Consume from an arbitrary set of topics and write somewhere for databricks to do stuff with.
This project forms the basis of a techtest (the company name is with-held so nobody finds this solution when searching github for them ahead of tech tests).
It exists to provide some dummy data into a datalake for Databricks to pick up; effectively it provides everything to the left of (and including) the ingestor in the following diagram
This architecture describes the analytics subsystem of an Environment Control System. It contains three types of data, and three stages (following a bastardised version of the medallion data architecture):
- Weather Forecasts - these contain a temperature which may be anything, but realistically is between a range; this is data that we should warn on when a non-conforming value is found. They also contain two timestamps-
forcasted_for
andforecasted_on
- we can reject forecasts for too far in the past (based onforecasted_on
) - Sensors - these contain humidty; a value with a specific range, where a non-conforming value is effectively a stop the world
- Precipitation - these contain a precipitation reading, which is a counter. This type requires a more complex contextual quality assertion, rather than the naive row level assertions our other types use.
The three stages are:
- Raw data- this is the data we pick directly off the wire. Data is primary-keyed on the message ID from kafka (which requires thought around log compaction strategies), which means all data is available- even where a producer needs to reprocess messages. This data has a 1-to-1 mapping of kafka topic to table and provides:
- Some form of debuggability, which is an important (though often overlooked) form of analytics data; and
- Allows us to reprocess/ re-run pipelines without needing to reingest
- Clean data- this data has had quality assertions, validations, and basic transformations run against it and is keyed in such a way that it contains latest state. This provides a layer best for Business Intelligence; data is clean enough for analysts to combine with their own datasets to provide, effectively, time-series data that broad trends can be identified for commerical use. This data is still effectively a 1-to-1 mapping of topic to table, but allows multiple raw tables to be combined where a raw table's schema diverges so far that changes to it will cause older data to bork.
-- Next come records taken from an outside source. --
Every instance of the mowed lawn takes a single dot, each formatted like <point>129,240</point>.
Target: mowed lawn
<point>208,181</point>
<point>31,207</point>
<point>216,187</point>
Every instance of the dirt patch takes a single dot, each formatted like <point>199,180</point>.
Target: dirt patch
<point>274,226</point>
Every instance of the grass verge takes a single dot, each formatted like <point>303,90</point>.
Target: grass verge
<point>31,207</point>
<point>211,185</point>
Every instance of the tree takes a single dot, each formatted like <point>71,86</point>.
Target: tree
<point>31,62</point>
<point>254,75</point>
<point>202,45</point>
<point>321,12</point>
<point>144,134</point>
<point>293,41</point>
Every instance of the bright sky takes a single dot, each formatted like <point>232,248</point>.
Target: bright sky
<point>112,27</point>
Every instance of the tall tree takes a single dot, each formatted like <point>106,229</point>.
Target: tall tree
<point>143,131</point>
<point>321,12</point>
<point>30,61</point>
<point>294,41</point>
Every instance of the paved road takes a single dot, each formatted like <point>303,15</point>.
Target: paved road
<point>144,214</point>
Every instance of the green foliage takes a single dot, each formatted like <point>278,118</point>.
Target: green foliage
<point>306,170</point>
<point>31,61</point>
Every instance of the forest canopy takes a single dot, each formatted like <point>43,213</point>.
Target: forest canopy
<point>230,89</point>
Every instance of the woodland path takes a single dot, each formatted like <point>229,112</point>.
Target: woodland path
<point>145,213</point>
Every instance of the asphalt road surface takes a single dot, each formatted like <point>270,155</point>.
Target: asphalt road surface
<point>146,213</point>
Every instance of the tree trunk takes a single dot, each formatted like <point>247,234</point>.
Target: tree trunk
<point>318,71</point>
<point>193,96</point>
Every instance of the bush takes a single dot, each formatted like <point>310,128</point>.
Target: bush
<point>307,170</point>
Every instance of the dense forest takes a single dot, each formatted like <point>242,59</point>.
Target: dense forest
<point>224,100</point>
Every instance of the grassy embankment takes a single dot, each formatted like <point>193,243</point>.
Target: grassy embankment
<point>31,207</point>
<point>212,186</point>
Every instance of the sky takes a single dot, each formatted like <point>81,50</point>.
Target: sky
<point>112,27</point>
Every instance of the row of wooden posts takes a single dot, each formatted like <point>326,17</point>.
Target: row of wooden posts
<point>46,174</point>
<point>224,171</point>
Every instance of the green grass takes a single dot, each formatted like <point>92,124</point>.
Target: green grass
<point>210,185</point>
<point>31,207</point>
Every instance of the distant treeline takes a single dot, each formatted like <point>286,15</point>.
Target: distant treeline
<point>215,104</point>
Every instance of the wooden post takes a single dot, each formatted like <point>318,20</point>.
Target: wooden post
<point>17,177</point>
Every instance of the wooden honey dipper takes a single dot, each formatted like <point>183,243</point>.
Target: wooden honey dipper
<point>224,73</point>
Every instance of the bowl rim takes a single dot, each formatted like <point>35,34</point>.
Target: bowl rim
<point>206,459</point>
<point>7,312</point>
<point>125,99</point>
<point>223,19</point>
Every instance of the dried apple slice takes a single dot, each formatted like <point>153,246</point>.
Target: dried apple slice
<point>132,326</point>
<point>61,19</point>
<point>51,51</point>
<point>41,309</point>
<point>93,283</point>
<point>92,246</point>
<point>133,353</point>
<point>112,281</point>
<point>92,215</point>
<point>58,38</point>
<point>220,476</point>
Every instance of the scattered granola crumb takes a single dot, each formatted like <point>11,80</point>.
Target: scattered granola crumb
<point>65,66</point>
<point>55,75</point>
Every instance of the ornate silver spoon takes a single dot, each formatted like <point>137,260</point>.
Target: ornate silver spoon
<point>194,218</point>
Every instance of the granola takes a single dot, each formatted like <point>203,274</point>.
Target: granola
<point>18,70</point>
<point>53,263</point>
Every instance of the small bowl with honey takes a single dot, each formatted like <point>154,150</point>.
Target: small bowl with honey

- Reporting data- this is the 'Gold' data in medallion parlance; this data is combined away from the topic->table mapping into domain tables and provides Management Information (MI) reporting.
This project uses mint messages under the hood to shift left data quality, by providing message/row level validation capabilities for developers and data owners.
The benefit of this is reasonably clear: where a produce produces a message which is capital-i Incorrect, and thus is unsuitable for processing, but which downstream services can process then reporting no longer reflects reality- for MI reporting, where jobs and finances are won and lost based on data quality, this can be catastrophic.
This process uses mint to take the strain off the data team and put it squarely back on the product team.